How can you get a financial education? Not from a traditional school. You have to find alternative ways to learn. You’ll find a lot on our website about the importance of learning by doing and playing games, for instance. Games like CASHFLOW are designed to teach you valuable lessons about money in a fun and interactive way. You can even play CASHFLOW for free online.

Other ways to get a financial education are to read books, listen to podcasts, take classes from real investors and business owners, find a coach, attend seminars and networking events, and find a mentor.

Building a financial plan takes a different intelligence

It is not enough, however, to have just head knowledge when it comes to financial security to keep you safe during bad times. You also have to have a different kind of intelligence.

A while back, Robert Kiyosaki wrote about the seven types of intelligence as developed by Howard Gardner, a professor at the Harvard Graduate School of Education, in his book, "Frames of Mind: The Theory of Multiple Intelligences."
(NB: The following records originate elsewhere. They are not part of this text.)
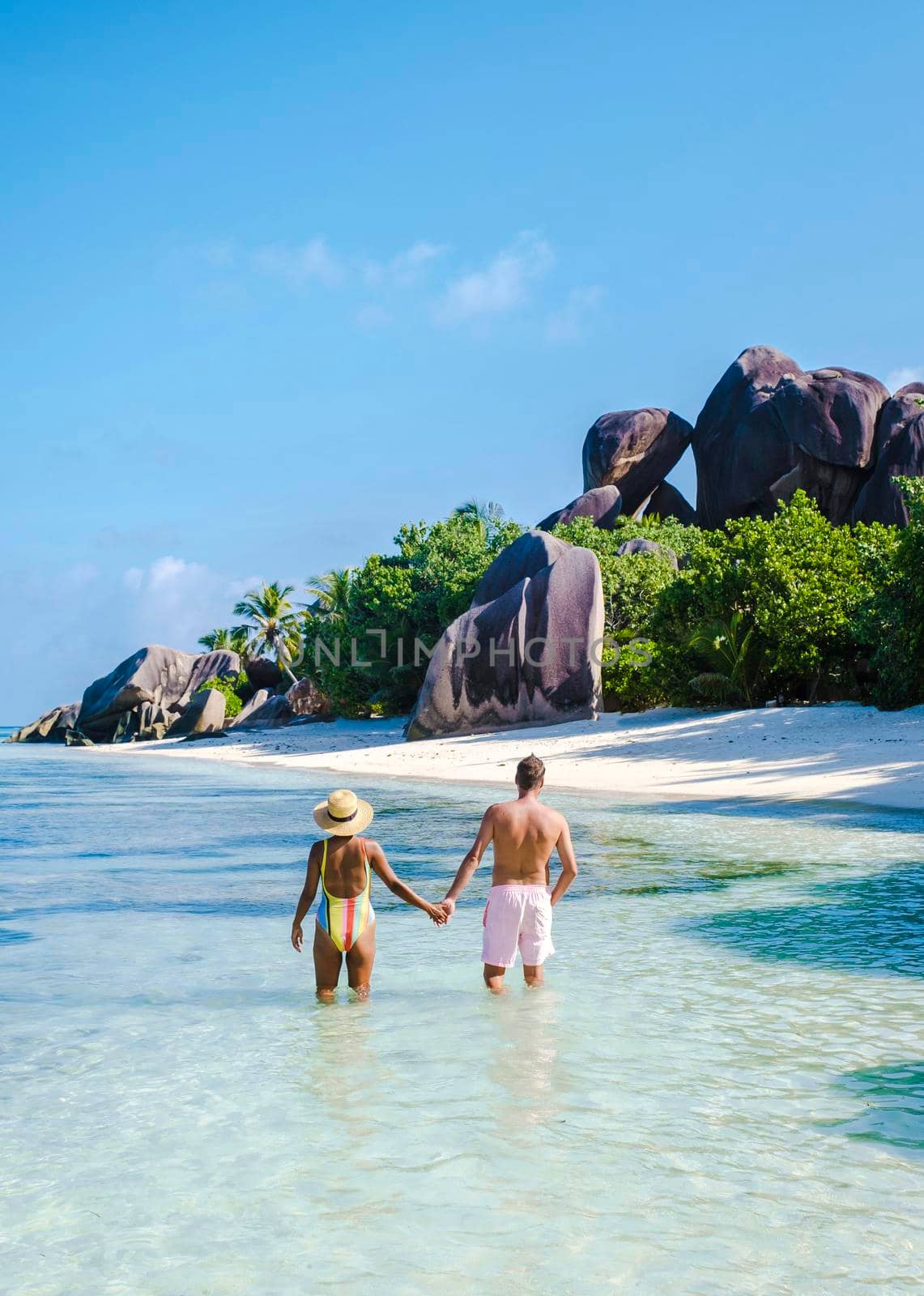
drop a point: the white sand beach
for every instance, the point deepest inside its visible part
(832, 752)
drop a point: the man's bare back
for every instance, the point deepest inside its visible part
(524, 835)
(518, 911)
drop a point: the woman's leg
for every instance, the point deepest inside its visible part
(360, 962)
(327, 965)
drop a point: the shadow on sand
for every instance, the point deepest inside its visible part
(894, 1107)
(870, 926)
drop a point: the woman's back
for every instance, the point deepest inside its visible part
(345, 870)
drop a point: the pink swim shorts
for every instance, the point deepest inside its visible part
(517, 918)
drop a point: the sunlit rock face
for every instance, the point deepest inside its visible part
(770, 428)
(528, 650)
(667, 502)
(900, 453)
(634, 450)
(602, 505)
(739, 444)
While many people think of intelligence one-dimensionally, Gardner believed that there were many types of intelligence that need to be nurtured and accommodated.

Over the years, Robert Kiyosaki has generalized these intelligences into the four types of intelligences below.

Tetrahedon

Mental intelligence is what most people equate with intelligence. It is head knowledge. It is very important, but without the other three intelligences, it is lacking.

Some people excel at learning physically. They have to do, not hear or read. This is what we call physical intelligence.

Spiritual intelligence is not just something you get in church, but rather it is the intelligence you gain when you are inspired by something. For instance, there is a spirit that is created when you watch special olympic athletes compete and push their bodies to the limit. That inspires something inside you.

Emotional intelligence is the maturity to keep a cool head and master your emotions to respond the right way in all situations, including very difficult ones.

If you want to be rich and be prepared for bad times, the most important intelligence you can develop is emotional intelligence.

At Rich Dad, we firmly believe that financial intelligence is 90% emotional and 10% technical information about finance and money. The reason for this is that most people struggle financially because of fear. They are afraid to take the leap to a new business idea. They are afraid that they will lose money in an investment. They are afraid of what they don’t know about money. They are afraid that they won’t survive bad times.

If you want to build a financial house of bricks, you need emotional intelligence to overcome your fear. Only then can you thrive in times of change and trouble.

Again, money is knowledge

This goes back to the first new rule of money: money is knowledge.

By knowing how money works and that it’s always flowing to new places, you can continually educate yourself about what is happening in the markets.

For instance, when the Fed began lowering interest rates, Robert knew that it would put pressure on the dollar, making it worth less and less. So he and Kim moved into commodities like gold, oil, and cryptocurrencies, which usually gain in value when the dollar’s purchasing power is less. They were then able to sell those investments at a high profit and move that money into multifamily properties as interest rates were at record lows and when property values were low. Today, those investments are paying off.

All of this was because they invested for years in their financial education, knew the new rules of money, and were prepared for the bad times to know only good times.

You can do the same. It starts with financial education and continues with putting what you learn into practice. The old rules of money, like saving and getting a solid job, will never hold up during the bad times. Today, it’s time to start building your financial house of bricks so you too can know only good times.